I managed to compose myself just long enough to retrieve my jaw off the top of Sam's head to say (rather intelligently) "HUH?"

I managed to hear snippets of Dr V explaining to me that although Sam's tonsils are definitely still very swollen and do in fact still have a few follicles on them, it is more than likely just residue from the really bad tonsillitis Sam had mid-February...but in actual fact, all I could think about was the fact that, probably for the first time EVER, I had managed to get an entire course of antibiotics into Sam...and it had all been for N-O-T-H-I-N-G!!! Seriously? Anyone got a shotgun I can borrow?
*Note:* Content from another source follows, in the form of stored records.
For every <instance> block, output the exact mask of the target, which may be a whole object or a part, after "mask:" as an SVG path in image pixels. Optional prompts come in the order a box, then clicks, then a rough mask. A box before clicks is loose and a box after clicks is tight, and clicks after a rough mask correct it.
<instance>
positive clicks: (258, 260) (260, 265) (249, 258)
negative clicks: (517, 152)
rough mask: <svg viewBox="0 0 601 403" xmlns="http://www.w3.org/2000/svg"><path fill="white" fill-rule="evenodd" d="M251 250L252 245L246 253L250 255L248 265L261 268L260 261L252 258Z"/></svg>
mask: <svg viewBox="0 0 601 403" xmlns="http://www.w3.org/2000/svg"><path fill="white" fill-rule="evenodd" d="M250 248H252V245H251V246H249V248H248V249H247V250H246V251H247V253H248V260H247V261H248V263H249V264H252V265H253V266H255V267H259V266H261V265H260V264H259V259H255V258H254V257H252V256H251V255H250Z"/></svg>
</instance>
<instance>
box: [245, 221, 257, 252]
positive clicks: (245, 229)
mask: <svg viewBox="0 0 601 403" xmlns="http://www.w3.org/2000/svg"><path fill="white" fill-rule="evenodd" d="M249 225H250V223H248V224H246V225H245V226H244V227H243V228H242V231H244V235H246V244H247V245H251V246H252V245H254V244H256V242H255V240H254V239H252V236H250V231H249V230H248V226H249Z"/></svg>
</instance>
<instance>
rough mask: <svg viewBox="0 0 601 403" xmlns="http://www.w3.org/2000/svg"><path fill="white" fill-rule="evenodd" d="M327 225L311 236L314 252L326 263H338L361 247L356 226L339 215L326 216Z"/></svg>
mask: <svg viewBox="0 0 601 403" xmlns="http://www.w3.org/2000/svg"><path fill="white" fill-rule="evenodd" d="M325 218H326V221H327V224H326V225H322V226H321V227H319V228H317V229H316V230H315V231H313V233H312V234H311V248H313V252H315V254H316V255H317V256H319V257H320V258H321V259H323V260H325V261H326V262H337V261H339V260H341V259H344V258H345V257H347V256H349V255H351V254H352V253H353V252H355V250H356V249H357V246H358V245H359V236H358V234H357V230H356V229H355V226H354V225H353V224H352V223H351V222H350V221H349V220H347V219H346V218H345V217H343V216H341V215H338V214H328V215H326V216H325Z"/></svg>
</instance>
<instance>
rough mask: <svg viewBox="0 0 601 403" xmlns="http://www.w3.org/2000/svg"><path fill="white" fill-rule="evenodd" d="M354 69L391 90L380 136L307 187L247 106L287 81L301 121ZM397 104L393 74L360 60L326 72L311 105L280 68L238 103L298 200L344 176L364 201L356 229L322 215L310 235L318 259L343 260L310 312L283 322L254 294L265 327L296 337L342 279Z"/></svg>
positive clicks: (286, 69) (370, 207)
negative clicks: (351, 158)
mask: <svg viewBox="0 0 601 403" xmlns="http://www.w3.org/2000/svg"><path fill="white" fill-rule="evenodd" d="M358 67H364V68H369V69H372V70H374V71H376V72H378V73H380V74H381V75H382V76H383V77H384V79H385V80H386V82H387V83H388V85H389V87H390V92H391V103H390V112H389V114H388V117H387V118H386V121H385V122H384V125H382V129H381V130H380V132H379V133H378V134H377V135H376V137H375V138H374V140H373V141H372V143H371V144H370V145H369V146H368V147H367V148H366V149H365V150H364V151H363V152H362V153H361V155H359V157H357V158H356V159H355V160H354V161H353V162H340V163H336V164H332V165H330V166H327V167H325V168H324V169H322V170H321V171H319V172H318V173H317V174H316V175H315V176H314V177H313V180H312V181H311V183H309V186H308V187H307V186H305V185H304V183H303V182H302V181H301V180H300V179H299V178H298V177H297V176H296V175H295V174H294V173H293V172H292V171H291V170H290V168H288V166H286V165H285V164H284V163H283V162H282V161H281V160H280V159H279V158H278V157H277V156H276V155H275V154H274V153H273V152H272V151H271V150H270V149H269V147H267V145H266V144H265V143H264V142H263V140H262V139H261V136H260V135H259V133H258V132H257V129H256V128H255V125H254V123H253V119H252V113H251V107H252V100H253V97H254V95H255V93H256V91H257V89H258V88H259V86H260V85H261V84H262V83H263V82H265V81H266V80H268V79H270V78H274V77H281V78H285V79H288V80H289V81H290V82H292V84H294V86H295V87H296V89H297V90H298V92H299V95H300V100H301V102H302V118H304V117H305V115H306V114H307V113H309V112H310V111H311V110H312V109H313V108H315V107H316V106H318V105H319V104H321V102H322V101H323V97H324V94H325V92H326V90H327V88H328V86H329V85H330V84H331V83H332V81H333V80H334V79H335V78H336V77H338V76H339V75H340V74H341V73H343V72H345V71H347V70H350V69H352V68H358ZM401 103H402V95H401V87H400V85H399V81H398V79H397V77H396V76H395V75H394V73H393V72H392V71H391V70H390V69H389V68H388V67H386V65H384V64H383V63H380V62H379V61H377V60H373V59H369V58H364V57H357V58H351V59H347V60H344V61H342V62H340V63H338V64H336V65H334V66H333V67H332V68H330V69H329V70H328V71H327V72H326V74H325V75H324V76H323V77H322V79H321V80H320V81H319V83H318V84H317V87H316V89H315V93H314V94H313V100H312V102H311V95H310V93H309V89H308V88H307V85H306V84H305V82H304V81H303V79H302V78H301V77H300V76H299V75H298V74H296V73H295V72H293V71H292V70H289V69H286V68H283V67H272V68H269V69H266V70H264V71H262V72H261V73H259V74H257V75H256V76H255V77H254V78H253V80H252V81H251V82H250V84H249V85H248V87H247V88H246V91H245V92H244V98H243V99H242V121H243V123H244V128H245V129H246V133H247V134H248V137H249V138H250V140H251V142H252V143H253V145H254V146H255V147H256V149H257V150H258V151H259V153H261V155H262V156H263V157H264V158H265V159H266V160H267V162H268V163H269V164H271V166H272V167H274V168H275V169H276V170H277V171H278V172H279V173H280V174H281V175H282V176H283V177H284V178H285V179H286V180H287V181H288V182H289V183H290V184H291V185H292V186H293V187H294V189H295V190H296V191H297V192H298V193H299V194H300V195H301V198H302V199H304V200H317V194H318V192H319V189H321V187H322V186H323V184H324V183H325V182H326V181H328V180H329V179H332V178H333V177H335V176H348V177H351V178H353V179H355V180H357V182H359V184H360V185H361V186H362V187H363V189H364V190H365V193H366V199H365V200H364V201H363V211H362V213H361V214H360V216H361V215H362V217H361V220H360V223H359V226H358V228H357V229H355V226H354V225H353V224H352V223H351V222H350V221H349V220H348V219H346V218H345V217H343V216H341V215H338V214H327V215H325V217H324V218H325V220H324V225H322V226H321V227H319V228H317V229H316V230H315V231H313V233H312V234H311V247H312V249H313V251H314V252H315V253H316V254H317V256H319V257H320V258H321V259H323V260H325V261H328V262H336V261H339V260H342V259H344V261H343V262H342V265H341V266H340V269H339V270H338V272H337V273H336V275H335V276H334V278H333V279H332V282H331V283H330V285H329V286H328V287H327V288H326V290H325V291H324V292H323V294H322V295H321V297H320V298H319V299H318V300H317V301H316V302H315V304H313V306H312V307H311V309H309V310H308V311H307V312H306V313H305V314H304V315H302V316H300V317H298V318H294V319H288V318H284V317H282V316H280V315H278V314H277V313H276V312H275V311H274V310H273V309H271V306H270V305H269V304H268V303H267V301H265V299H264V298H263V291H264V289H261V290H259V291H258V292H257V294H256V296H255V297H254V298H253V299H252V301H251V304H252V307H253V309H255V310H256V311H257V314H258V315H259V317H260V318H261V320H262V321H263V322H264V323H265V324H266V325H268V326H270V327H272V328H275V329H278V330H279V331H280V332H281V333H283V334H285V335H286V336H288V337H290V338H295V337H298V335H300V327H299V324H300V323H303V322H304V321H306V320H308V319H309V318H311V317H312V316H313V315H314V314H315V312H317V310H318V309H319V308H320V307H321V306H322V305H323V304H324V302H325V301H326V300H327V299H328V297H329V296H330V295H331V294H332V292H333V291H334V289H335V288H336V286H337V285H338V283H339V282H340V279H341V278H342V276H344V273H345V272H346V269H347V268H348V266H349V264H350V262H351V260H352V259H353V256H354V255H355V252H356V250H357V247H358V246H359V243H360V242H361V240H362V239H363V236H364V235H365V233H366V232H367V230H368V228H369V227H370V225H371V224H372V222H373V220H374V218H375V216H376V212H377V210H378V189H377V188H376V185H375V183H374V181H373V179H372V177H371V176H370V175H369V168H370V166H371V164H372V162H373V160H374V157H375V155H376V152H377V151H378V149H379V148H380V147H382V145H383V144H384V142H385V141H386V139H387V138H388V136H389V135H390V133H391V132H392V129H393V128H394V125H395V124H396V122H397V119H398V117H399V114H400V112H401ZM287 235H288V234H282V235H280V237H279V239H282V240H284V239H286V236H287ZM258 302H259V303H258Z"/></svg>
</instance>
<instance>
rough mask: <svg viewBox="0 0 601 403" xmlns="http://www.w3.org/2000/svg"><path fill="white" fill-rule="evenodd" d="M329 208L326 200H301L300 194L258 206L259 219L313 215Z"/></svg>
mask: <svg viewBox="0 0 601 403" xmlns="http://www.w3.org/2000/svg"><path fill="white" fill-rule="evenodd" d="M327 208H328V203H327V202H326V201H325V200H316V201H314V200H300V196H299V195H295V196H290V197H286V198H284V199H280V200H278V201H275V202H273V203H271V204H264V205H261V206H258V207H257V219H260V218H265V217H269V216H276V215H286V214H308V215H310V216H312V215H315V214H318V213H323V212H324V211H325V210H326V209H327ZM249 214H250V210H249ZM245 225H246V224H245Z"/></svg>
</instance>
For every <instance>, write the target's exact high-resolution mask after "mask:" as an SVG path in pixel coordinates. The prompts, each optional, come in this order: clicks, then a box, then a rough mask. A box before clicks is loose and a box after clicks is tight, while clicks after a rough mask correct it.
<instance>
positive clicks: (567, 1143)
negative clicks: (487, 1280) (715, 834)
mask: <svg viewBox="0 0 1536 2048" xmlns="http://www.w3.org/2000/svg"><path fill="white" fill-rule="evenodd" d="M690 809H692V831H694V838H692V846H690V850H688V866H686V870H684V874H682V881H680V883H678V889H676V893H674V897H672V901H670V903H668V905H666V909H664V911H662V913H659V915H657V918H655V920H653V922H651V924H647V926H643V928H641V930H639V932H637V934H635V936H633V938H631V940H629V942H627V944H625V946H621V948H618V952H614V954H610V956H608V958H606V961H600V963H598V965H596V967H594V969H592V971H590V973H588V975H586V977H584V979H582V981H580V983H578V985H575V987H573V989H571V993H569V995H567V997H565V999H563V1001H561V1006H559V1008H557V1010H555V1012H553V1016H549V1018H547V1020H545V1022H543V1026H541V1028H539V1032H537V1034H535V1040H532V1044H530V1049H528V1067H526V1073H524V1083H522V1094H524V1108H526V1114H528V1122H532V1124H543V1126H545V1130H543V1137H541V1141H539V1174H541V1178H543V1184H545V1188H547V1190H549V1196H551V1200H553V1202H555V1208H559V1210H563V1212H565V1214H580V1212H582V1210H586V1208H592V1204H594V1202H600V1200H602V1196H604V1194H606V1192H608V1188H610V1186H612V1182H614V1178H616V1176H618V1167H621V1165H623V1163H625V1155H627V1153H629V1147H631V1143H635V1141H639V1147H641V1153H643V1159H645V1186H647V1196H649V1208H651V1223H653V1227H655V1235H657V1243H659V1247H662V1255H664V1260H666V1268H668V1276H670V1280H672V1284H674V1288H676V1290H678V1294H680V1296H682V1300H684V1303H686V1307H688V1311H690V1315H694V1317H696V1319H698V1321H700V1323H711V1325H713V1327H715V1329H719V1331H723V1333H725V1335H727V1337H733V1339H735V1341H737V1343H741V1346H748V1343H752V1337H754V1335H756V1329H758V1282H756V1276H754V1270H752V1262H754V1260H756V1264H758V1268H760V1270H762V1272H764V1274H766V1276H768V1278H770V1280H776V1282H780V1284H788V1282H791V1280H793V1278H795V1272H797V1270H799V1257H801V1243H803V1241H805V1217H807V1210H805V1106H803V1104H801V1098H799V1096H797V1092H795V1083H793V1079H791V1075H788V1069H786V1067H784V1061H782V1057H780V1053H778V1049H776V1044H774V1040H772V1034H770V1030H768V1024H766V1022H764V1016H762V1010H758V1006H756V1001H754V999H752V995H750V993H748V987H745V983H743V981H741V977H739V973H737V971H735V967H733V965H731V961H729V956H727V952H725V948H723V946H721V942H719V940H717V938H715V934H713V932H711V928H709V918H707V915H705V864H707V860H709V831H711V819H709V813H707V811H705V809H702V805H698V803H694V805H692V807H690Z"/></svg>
It's time me and that darn Murphy had us some words!

Anyway...moving swiftly along...despite the hour of travelling to-and-from the ENT for a barely eight minute, not-terribly-exciting consultation...the awesome part about all of this (apart from the obvious relief that Sam's tonsils don't have to come out just yet) is the hope that Sam's immune system is possibly, with the help of the Zithromax I presume, managing to recover...let's hope I don't have to change that last statement to "Sam's immune system WAS recovering" after the twin-tummy-bugs Meg and I were entertaining this weekend!!!